J’espère pouvoir achever un de ces multiples projets d’écriture que je ne cesse d’entamer…
Auteur
Vous souhaitant d’y parvenir, encore un peu d' »acharnement » ! 🙂
Merci Alexandra pour les encouragements.
Si vous permettez je veux bien traduire à l’arabe un de vos articles intitulé » le meilleur des mondes d’Aldous Huxly: un monde sous conditionnement pour un civilisation zéro défaut ». Alors je me demande si ça sera possible?
Auteur
Je vous en prie.
Concernant la traduction de mes articles, si la diffusion n’est pas publique sur Internet mais uniquement dans le cadre privé d’une classe par exemple c’est d’accord en mentionnant la source et l’auteur. Pour toute diffusion publique sur Internet ou tout autre média, cela ne sera pas possible en revanche.

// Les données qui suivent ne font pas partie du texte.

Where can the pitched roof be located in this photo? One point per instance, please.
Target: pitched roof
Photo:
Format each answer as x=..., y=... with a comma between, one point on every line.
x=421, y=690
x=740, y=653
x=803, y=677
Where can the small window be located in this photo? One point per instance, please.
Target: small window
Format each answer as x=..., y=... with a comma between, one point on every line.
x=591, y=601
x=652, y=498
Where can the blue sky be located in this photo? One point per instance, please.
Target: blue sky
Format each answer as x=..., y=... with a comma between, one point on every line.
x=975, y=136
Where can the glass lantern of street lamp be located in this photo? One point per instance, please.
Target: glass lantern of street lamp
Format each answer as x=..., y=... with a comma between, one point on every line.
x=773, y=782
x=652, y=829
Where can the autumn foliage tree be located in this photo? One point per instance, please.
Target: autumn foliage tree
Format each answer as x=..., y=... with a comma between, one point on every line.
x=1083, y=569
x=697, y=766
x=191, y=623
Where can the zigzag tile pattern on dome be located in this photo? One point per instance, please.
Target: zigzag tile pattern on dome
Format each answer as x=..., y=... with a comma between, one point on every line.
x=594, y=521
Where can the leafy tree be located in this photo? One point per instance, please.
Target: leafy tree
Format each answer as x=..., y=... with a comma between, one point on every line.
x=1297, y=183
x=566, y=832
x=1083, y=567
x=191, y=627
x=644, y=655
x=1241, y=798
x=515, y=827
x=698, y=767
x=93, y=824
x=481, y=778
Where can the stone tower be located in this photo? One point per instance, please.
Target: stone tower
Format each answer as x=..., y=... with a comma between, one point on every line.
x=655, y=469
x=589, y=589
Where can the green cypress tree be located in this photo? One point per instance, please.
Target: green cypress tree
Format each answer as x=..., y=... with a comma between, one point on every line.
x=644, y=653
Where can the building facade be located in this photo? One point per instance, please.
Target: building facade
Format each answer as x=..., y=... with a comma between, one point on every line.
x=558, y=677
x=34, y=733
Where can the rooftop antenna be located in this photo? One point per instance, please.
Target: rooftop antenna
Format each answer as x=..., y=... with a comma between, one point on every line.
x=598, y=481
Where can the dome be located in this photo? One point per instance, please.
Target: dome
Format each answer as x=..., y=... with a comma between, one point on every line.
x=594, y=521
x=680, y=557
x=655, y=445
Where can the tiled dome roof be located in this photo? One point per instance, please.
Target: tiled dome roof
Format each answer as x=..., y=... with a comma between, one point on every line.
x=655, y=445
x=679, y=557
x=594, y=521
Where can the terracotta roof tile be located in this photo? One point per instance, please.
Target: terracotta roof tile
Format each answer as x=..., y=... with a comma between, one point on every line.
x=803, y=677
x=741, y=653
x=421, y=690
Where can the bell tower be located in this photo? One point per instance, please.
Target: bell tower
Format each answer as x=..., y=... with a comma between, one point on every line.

Les articles sur Buzz littéraire ne sont pas libres de droit. Merci de votre compréhension et de votre respect de travail fourni.

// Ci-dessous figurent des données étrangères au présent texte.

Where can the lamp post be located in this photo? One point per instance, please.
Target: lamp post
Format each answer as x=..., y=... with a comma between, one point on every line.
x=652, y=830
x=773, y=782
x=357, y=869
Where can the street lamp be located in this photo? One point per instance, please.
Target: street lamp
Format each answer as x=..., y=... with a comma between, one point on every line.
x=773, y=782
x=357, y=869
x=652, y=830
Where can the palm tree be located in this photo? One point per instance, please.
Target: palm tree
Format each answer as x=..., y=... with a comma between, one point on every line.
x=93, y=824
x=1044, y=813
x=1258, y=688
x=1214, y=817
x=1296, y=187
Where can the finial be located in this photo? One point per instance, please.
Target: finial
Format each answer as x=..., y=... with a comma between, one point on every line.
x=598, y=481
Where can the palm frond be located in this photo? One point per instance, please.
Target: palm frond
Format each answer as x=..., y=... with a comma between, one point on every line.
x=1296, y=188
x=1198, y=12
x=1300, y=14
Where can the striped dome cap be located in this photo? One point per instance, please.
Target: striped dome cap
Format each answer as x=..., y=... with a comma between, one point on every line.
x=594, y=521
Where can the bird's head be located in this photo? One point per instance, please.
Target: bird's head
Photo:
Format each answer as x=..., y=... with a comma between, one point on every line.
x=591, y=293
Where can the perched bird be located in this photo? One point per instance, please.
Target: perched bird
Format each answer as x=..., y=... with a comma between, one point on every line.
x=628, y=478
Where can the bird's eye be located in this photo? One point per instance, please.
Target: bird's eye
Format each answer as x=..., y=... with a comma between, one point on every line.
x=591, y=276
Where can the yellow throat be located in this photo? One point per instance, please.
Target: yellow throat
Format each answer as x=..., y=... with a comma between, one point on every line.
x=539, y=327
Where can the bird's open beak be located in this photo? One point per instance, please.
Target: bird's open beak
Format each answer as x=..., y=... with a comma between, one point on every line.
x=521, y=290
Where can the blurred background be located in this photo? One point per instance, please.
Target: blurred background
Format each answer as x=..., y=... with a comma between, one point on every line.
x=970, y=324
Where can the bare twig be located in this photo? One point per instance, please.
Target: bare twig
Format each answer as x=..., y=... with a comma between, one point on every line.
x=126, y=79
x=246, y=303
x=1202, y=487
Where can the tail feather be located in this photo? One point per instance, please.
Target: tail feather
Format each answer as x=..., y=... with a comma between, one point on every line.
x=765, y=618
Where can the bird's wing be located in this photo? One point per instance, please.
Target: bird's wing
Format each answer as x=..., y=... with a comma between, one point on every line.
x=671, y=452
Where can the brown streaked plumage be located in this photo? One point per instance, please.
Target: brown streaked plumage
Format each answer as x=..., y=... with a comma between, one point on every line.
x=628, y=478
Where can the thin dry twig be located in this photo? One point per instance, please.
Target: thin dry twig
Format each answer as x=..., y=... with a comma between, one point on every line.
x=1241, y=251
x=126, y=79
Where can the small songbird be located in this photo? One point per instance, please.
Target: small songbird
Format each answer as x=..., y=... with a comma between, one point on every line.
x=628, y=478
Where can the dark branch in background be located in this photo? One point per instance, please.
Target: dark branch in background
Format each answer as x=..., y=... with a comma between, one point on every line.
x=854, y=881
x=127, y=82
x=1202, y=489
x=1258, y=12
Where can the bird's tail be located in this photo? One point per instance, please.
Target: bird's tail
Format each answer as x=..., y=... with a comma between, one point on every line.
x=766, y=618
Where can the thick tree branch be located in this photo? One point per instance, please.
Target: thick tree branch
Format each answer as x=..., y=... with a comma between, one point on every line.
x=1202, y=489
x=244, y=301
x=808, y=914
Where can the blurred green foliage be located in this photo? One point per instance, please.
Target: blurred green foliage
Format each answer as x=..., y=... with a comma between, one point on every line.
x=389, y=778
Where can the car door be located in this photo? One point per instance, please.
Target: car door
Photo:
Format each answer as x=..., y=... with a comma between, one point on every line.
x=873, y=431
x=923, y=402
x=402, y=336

Je voulais bien le publier sur un journal electronique « sasapost » tout en mentionnant bien entendu la source et le nom de l’auteur.

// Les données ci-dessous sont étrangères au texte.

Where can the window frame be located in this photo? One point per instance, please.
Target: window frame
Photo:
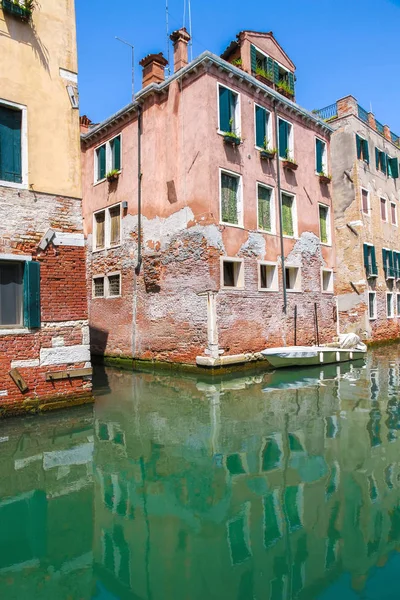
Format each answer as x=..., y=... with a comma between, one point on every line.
x=24, y=145
x=268, y=126
x=328, y=224
x=237, y=129
x=239, y=277
x=107, y=228
x=294, y=216
x=109, y=167
x=290, y=140
x=273, y=208
x=240, y=210
x=275, y=279
x=374, y=316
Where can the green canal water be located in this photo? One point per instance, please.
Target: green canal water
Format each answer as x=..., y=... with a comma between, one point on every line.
x=269, y=486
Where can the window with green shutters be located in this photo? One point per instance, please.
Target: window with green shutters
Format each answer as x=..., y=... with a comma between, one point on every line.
x=370, y=260
x=230, y=199
x=265, y=208
x=288, y=225
x=285, y=139
x=362, y=149
x=10, y=144
x=324, y=224
x=228, y=110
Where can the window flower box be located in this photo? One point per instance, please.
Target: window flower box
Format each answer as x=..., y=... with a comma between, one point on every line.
x=13, y=7
x=289, y=164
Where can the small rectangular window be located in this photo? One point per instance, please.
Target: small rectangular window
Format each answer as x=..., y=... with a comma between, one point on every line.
x=365, y=201
x=292, y=279
x=11, y=294
x=288, y=215
x=268, y=277
x=327, y=280
x=383, y=209
x=266, y=214
x=114, y=285
x=372, y=305
x=393, y=213
x=98, y=287
x=232, y=273
x=100, y=231
x=231, y=199
x=285, y=139
x=389, y=305
x=228, y=110
x=324, y=224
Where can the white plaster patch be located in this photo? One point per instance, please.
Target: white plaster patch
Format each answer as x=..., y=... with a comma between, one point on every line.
x=58, y=341
x=23, y=364
x=64, y=355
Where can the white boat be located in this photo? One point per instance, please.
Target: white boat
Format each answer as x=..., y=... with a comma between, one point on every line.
x=349, y=347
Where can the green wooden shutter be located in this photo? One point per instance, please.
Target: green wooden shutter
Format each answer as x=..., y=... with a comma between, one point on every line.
x=10, y=145
x=116, y=153
x=224, y=109
x=253, y=57
x=261, y=130
x=32, y=294
x=283, y=138
x=291, y=81
x=319, y=147
x=358, y=144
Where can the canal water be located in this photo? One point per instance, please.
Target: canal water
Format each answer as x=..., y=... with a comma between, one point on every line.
x=256, y=486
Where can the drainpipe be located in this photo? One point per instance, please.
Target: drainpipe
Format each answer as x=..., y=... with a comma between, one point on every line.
x=278, y=181
x=139, y=262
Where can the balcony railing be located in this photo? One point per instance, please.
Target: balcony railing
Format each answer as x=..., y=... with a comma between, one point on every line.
x=327, y=113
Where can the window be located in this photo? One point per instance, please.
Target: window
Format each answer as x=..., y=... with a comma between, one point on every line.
x=387, y=261
x=12, y=121
x=229, y=110
x=107, y=158
x=285, y=139
x=114, y=285
x=372, y=305
x=98, y=287
x=263, y=127
x=324, y=224
x=292, y=279
x=268, y=277
x=380, y=160
x=107, y=228
x=362, y=149
x=389, y=305
x=266, y=212
x=370, y=260
x=231, y=199
x=383, y=209
x=365, y=201
x=327, y=280
x=232, y=273
x=393, y=213
x=288, y=215
x=19, y=294
x=320, y=157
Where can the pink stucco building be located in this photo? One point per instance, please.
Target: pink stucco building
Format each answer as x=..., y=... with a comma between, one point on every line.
x=207, y=208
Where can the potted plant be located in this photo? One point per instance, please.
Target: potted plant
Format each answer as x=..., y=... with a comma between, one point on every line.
x=324, y=178
x=112, y=175
x=289, y=162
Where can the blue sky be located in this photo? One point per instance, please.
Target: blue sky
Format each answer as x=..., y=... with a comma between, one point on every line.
x=339, y=47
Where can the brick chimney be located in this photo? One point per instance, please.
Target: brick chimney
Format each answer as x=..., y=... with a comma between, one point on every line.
x=153, y=68
x=180, y=39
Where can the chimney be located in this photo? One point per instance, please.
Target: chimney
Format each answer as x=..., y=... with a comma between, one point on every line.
x=180, y=39
x=153, y=68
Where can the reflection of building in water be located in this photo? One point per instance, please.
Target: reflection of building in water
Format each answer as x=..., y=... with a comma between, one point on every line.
x=207, y=491
x=46, y=475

Si vous savez combien de jours j’ai fait pour l’achever. Si vous pouvez me le permettre cette fois seulement … je vs en prie.
Auteur
C est OK pour cette fois à titre strictement exceptionnel svp, en mettant le lien vers l article original.
Les articles sur Buzz littéraire sont protégés par les droits du copyright, ils ne sont donc pas libres de droit. De ce fait, il n’est pas possible de les traduire pour les publier ailleurs ou des les réutiliser sur un autre support public qu’il soit en ligne ou non. Chacun est libre d’accomplir un travail de critique littéraire et de publier son propre travail sur son site. Comme le dit David Foenkinos « Ecrire c’est s’acharner » 🙂 donc à chacun de prendre le temps d’écrire ses propres critiques et de produire son propre travail et ses propres pensées, comme je l’ai fait, ce ce qui sera au final bénéfique au plus grand nombre.
Merci de votre compréhension.
PS : je clos les commentaires sur ce sujet qui n’a pas de lien avec l’article ci-dessus afin de garder une cohérence dans les commentaires en rapport avec les articles concernés.
Merci infiniment pour votre compréhension.
Si vous pouvez me donner des infornations à indiquer concernant l’auteur.
Encore merci pour votre collaboration.